Há quem critique os parklets . Estão concentrados em poucas regiões, são patrocinados por bares e restaurantes, que muitas vezes tentam utilizá-los como uma extensão de seus estabelecimentos e até quem ache que os carros não deveriam perder seu espaço.
Mas há muito o que dizer de bom. São espaços públicos interessantes e criativos, que ampliam a área das calçadas e oferecem espaço precioso para sentar e conversar na cidade.
A inspiração
Os parklets surgiram em São Francisco, no começo dos anos 2000. A ideia inicial era ocupar temporariamente vagas de carros para mostrar o efeito na fruição da cidade.
Uma das pessoas que ajudou a trazer a novidade para São Paulo, foi Lincoln Paiva, mestre em arquitetura e urbanismo, sócio do Instituto Mobilidade Verde, que se envolveu com os primeiros testes. Em 2006, a Secretaria do Verde criou a “vaga viva”, na frente do Copan e em 2010, foi feito um teste na rua Maria Antonia.

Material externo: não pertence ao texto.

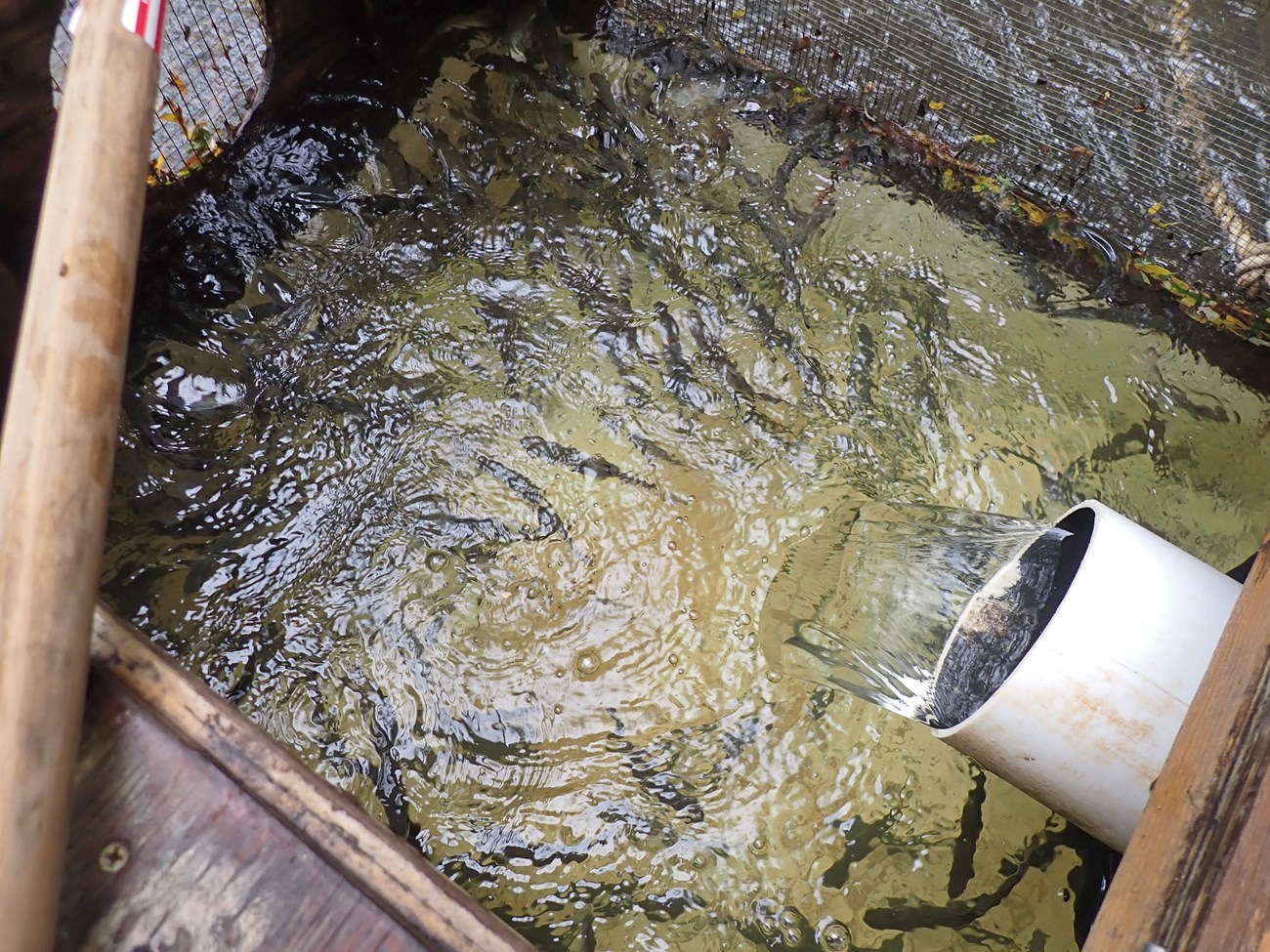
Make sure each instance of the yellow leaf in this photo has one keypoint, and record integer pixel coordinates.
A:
(1152, 270)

Outro teste foi feito em frente ao Conjunto Nacional. Os bons resultados deram força para a gestão Haddad formalizar o decreto que regulamenta os parklets, em 16 de abril de 2014, seguindo-se a S.Francisco, Chicago e Nova York.

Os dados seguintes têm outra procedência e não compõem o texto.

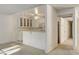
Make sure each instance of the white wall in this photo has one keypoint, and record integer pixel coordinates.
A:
(34, 39)
(51, 28)
(75, 28)
(65, 12)
(6, 29)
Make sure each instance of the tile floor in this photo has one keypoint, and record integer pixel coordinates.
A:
(20, 49)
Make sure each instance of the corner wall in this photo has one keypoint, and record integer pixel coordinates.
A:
(51, 28)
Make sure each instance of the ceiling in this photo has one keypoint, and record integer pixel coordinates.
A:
(13, 8)
(63, 6)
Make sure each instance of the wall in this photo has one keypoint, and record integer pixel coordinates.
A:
(6, 29)
(65, 12)
(51, 28)
(35, 39)
(64, 30)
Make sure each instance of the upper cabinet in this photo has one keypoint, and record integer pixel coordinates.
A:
(32, 19)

A gestão atual pretende, até agora, manter a política inalterada, como mostra a resposta que mandaram a esse blog: “A Secretaria Municipal de Urbanismo e Licenciamento (SMUL) informa que, após quatro anos da publicação do decreto que regulamenta os parklets, tal política se encontra consolidada, abrangendo diversas regiões do município”.
Quem pode criar um parklet?
Qualquer pessoa ou estabelecimento comercial pode solicitar a autorização para criar um parklet. A Prefeitura Regional avalia se o projeto está de acordo com as regras, de acordo com um manual, define se cabe mais um parklet no local e aprova, ou não.

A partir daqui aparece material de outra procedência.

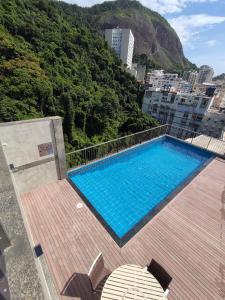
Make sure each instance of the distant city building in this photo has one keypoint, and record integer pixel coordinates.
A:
(191, 77)
(192, 111)
(205, 74)
(169, 81)
(213, 123)
(122, 41)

Um parklet precisa da aprovação – um “de acordo” – de no mínimo 6 vizinhos para poder funcionar e também precisa cumprir certas exigências de material e de localização.
No lugar de duas vagas, dezenas ou até centenas de pessoas em um dia.
Depois de quatro anos, há menos críticas a respeito disso, mas sempre tem quem evoque a perda de lugar para os carros para colocar os equipamentos.
Há três argumentos a favor dessa troca.
O primeiro é numérico. Há apenas 175 parklets na cidade, o que equivale a, no máximo, 350 vagas (alguns parklets ocupam duas vagas e outros apenas uma), menos de um por cento das vagas pagas existentes. Só na zona azul, a cidade tem 41 mil vagas, fora outras tantas sem pagamento.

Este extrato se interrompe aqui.